この「麻畝の性と成る」というのは、麻がたくさん植えられている中に、一緒に蓬(よもぎ)を植えた場合、蓬は本来曲がって伸びるものですが、麻の中の蓬は真っ直ぐ伸びるということです。要するに、正しい人と交わり、正しい人の中に入っていれば、曲がった心根の者もまた正しくなっていくという譬えであります。

ですから、あなたは曲がった気持ちを持っていたけれども、今、蘭室の友であるところの主人すなわち私と交わって話を聞くことにより、まっすぐな心になったと言われるのです。

 ・誠に其の難を顧みて専ら此の言を信ぜば、風和らぎ浪静かにして不日に豊年ならんのみ。

この文は、先ほどからずっと述べてきたように、災禍・国難等が起こっておるのは挙一例諸の上から法然の『選択集』に原因があると言う私の言葉を信じて、あなたがまさしく邪を捨てて正に帰そうと志すならば、緑林の風が和らぎ、また海に立っておる白浪が静かになるという譬えのごとく、謗法をことごとく退治する形が現れることにより、日ならずして豊年、すなわち豊かで安楽な年月を迎えることができるのだと言われるのであります。

 ・但し人の心は時に随って移り、物の性は境に依って改まる。

この文は、人心の変動しやすいことを警告されるのです。人の心が常に移り変わるように、あなたは今、判ったと言うけれども、あてにならない意味があり、かつあらゆるものの性質は境遇によって改変するものであると指摘されます。

中国の諺に、「江南の橘(たちばな)、江北に移れば枳(からたち)となる」というのがあります。枳というのは刺がたくさんある悪い木と言われておるのです。江南においては橘という立派で有益な木であっても、江北に移ればそれが枳になってしまうと言うのです。これは要するに物の性は境遇によって変わっていくということです。ですから、善い境遇にいれば立派な人であっても、悪い境遇の中に入っていくと、悪い人に染まって悪人になってしまうという意味です。

 ・譬へば猶水中の月の波に動き、

次は、その人心の変化の譬えを示されます。すなわち水に映った月は、風がなければそのまま月の形をもって映っておるけれども、風によって波が起これば、水の上の月は形が崩れて本来の姿を止めない。そのように縁によって物が変わり、間違ってくるのです。

 ・陣前の軍の剣に靡(なび)くがごとし。

また、戦いの前軍において甲冑(かっちゅう)を着、武器を手にして敵と戦う軍勢が揃ったけれども、しかし敵が非常に鋭い刀槍をもって強く当たってきたときには、せっかく戦いの支度をしておりながらも、敵の勢いに恐れて退く。
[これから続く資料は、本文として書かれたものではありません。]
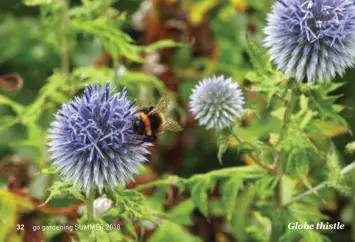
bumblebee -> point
(150, 121)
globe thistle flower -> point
(312, 39)
(216, 102)
(92, 141)
(101, 205)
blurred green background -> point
(216, 34)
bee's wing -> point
(161, 106)
(171, 125)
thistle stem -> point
(254, 157)
(320, 186)
(65, 40)
(279, 164)
(90, 206)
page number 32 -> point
(20, 227)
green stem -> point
(254, 157)
(90, 206)
(320, 186)
(279, 165)
(65, 40)
(247, 172)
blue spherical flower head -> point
(312, 39)
(92, 142)
(216, 102)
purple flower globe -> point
(216, 102)
(92, 142)
(312, 40)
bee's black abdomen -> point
(155, 122)
(139, 127)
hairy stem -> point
(90, 206)
(254, 157)
(279, 164)
(247, 172)
(65, 40)
(320, 186)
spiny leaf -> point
(181, 213)
(32, 3)
(229, 191)
(198, 189)
(64, 189)
(310, 187)
(162, 44)
(172, 232)
(259, 58)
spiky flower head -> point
(92, 142)
(312, 39)
(216, 102)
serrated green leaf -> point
(310, 187)
(181, 213)
(172, 232)
(32, 3)
(64, 189)
(198, 189)
(162, 44)
(241, 216)
(259, 58)
(223, 138)
(229, 191)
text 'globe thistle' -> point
(92, 142)
(216, 102)
(312, 39)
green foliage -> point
(62, 189)
(298, 150)
(229, 190)
(199, 193)
(283, 146)
(169, 231)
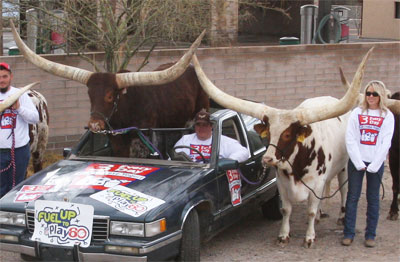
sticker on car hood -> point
(63, 223)
(30, 193)
(127, 200)
(103, 176)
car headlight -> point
(11, 218)
(155, 227)
(138, 229)
(127, 228)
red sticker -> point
(103, 176)
(30, 193)
(370, 127)
(235, 185)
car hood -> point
(77, 182)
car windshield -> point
(154, 143)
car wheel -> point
(26, 257)
(272, 208)
(190, 242)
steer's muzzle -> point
(96, 125)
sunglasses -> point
(374, 94)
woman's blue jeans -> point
(353, 195)
(22, 155)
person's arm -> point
(352, 141)
(385, 134)
(27, 110)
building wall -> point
(378, 20)
(280, 76)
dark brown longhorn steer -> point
(166, 98)
(394, 159)
(306, 144)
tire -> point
(272, 208)
(190, 242)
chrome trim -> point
(99, 235)
(17, 248)
(106, 257)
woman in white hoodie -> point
(368, 139)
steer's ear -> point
(304, 132)
(261, 129)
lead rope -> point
(12, 163)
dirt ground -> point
(253, 238)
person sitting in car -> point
(202, 138)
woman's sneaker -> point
(347, 241)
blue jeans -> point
(353, 195)
(22, 155)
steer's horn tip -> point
(342, 76)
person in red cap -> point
(14, 133)
(202, 138)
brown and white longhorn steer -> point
(306, 144)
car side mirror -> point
(227, 164)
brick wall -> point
(280, 76)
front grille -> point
(99, 230)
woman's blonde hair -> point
(380, 88)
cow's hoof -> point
(308, 243)
(393, 216)
(282, 241)
(340, 221)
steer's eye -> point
(108, 98)
(286, 136)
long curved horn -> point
(159, 77)
(303, 115)
(392, 104)
(14, 97)
(247, 107)
(346, 103)
(61, 70)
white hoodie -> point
(368, 137)
(26, 114)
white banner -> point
(63, 223)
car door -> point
(230, 200)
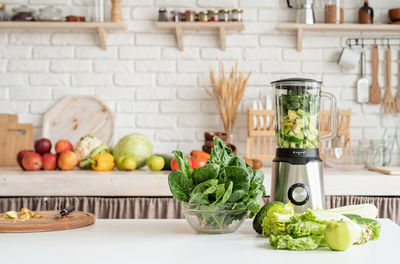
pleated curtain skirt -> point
(167, 207)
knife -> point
(65, 211)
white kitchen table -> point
(173, 241)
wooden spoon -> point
(388, 100)
(375, 93)
(397, 99)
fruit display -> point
(42, 158)
(337, 228)
(23, 215)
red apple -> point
(32, 161)
(63, 145)
(67, 160)
(42, 146)
(21, 155)
(49, 161)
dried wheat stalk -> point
(227, 91)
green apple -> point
(128, 164)
(118, 162)
(339, 235)
(155, 163)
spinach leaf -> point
(200, 188)
(183, 163)
(220, 192)
(239, 176)
(180, 185)
(236, 161)
(199, 198)
(238, 195)
(220, 153)
(209, 171)
(227, 194)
つまり初めには戦おうと思っていても、その志が萎(な)えていくようなものだと言われるのであります。

 ・汝当座に信ずと雖も後定めて永く忘れん。

この譬えのように、あなたは今は信じたようだけれども、この座を去ってしまえば、この正しい道理を定めし忘れてしまうであろうとの警告です。だから直ちに謗法の退治を実行せよということを示されるのが、この次の文です。

 ・若し先づ国土を安んじて現当を祈らんと欲せば、速やかに情慮を廻らし怱(いそ)いで対治を加へよ。

つまり国土の安穏、天下の泰平を願い、そして「現当」、すなわち現在と当来の世という二世におけるところの真の安楽を願わんとするならば、心を正道に向かって思い回らせ、急いで謗法を退治すべく実行すべしと言われるのです。

信心に入って直ちに折伏をせよということは無理という面もあるかも知れませんが、この仏法は正しいのだから、間違ったものにはきちんとけじめをつけるという気持ちを持って入信することが大切であり、その意味からまた御題目をしっかり唱えて功徳を得、確信を持って折伏をすることが大事なのです。それが「忽いで対治を加へよ」という意味であります。つまり折伏という意味において正しいことを実行に移すということが大切であると、はっきり指南されるのであります。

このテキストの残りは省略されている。